Poem 8

How in the world did it come to this? She looked around him as the crowd lost its patience. Stones were thrown around. There was no distinction between the factions; there was only the unified anger that drove them. The anarchy brought about blood, and they bathed. They consumed the feast, drank the blood and chewed the meat. Next to her, a man had a piece of his friend in his hands; a lopped off arm. The body was nowhere to be found. The streets were riddled with rubble as homemade explosives tore open cars and roads. Streetlights became voids of swirling darkness, as each one was put out. The mischievous roamed free. The looters stole their fill. The immortal died. The dead rose. The land was scorched. The storm rose and fell like the tides of the sea.

And in the midst of it all, she stood. Tears, in her eyes as she wept for the world; as she wept for the searing flesh. As the lovers slew each other in matrimonial anger. As the fornicators made sweet love in the streets. As the musicians strummed their strings. As the cooks grilled the bodies. As the soldiers advocated peace. As the murderers saved lives. As the doctors poisoned. The world was in random ruin. The heartbroken, the many, came and held hands, united in their loss of love. They were beat down by the rioters, by the government, by the soldiers, by the landowners, and they were shunned. The world cried for help and they watched. Unsure of what to do, they watched. Until she cried. Until she knelt before them and cried. Until her sorrowful wails of discontent with society reached their ears. They pulled her from the flame, not more than 5 years ago. They pulled her away, and years passed. The unloved loved, and she had forgotten to love back. Now she stands in regret, and they watch her burn.
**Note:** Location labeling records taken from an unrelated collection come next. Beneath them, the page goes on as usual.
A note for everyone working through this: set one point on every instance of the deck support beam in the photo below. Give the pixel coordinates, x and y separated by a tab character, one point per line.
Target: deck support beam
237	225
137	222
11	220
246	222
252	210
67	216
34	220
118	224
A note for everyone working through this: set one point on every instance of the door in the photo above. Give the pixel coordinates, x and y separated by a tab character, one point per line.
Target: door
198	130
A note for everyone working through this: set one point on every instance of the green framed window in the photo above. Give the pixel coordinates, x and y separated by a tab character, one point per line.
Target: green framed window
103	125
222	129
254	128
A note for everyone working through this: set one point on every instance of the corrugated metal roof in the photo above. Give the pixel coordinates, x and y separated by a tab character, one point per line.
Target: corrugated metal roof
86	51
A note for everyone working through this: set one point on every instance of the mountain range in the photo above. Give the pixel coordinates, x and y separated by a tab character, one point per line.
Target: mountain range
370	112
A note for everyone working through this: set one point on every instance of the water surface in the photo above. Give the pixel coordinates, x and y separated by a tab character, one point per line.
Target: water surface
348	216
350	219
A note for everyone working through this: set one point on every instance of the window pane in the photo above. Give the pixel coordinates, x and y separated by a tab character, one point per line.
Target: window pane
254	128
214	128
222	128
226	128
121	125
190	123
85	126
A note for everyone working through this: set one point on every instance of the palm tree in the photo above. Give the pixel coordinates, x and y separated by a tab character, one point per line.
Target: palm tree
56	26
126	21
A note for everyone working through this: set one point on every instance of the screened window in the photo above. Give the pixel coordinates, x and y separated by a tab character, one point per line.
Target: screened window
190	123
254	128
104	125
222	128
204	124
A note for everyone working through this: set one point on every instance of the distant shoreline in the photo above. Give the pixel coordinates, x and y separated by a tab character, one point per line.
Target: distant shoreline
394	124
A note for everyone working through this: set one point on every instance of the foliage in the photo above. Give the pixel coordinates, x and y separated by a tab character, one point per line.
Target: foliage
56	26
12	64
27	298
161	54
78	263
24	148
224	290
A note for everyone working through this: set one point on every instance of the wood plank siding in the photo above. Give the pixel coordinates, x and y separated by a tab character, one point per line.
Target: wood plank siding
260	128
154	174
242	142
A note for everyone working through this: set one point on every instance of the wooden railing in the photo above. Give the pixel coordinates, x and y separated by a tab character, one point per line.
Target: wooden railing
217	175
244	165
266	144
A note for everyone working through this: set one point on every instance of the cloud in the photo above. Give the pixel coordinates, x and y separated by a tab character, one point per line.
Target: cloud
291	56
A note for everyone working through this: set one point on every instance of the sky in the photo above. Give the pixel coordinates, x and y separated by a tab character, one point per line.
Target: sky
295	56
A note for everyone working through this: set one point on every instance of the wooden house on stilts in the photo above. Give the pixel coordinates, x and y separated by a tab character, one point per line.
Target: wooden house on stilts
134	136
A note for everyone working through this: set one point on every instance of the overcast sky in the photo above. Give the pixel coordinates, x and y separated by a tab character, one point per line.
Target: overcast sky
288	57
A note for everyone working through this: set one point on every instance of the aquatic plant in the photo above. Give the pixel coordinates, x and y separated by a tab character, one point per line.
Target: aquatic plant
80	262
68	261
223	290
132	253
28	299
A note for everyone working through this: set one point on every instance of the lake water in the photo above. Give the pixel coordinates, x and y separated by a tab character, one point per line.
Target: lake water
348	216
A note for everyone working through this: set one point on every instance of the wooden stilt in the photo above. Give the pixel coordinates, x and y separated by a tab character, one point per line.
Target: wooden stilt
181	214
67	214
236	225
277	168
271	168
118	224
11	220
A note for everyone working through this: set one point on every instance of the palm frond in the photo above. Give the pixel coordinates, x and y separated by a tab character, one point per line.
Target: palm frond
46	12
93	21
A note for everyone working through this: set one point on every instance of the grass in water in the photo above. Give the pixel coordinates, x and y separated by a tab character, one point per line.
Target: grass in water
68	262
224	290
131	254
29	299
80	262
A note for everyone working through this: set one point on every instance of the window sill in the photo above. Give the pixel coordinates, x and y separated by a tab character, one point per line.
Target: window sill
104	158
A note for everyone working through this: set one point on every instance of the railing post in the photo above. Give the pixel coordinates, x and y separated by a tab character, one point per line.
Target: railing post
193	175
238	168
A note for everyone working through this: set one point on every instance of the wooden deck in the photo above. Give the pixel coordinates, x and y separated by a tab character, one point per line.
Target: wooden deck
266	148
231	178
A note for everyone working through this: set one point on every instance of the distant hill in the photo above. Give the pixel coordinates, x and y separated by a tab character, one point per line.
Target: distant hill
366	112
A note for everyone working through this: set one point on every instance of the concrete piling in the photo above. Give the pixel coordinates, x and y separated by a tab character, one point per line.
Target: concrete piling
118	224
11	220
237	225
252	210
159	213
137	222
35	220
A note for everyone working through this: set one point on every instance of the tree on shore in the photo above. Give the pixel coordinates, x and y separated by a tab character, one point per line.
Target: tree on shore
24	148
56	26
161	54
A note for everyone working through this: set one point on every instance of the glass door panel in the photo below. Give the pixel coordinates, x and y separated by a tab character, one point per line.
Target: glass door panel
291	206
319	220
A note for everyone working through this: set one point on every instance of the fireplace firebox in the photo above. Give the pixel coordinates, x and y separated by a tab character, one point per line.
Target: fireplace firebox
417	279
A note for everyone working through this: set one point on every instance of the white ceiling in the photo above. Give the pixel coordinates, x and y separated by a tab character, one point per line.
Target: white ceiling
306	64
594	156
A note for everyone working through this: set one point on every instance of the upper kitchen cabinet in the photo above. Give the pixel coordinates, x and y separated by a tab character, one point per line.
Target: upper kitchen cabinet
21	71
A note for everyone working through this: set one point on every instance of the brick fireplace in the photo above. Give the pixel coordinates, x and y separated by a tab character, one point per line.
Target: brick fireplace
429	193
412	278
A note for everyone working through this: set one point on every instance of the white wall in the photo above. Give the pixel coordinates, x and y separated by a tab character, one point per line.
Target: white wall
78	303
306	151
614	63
Then she realized. She realized that they had taught her the most valuable lesson she could ever learn. She put it to work, and it took years. The fire scarred her, but it was to be her masterpiece. Her gratitude. Her thank you. Her gift. And the rioters stoned her, the soldiers shot her, the church excommunicated her, the government revoked her rights, the people around her shunned her, and her only love, held only contempt for her. But they did not see past her. They did not see the canvas upon which she would paint. The canvas of change. It was to be filled.

She, and with her paintbrush painted them all. With her tears, she painted the sky and the sea. With the green from her eyes, she painted the trees. With the brown from her skin, she painted the earth. With the white of her nails, she painted the clouds and the stones. With the pink from her lips, she painted the roses and babies. With all she could find within herself, she took it and placed it on the canvas. Her organs, her liver, her kidneys, her lungs, her intestines, her muscles. She surrendered it all to the canvas.

She changed the world, and died with it.

Years later, though. Generations past where truth became myth and myth became reality. The canvas burned. The fire, only covered, burned through her painting and the world was once more in anarchy. Out of the garbage, her paintbrush waited. The paintbrush used to create a world of good, lost in the rubble of time.

I knew what it was when I saw it, but I joined the riot. I took a side, and I fought. And now, upon my deathbed, I can only say that my one regret was that I never picked up that brush. If I’d met her, I’d have fallen in love with her. They said I had potential, though I never used it. I could have used that brush, to save us. Now, I impart this to you, for you to learn from the mistakes of a fool. Good luck.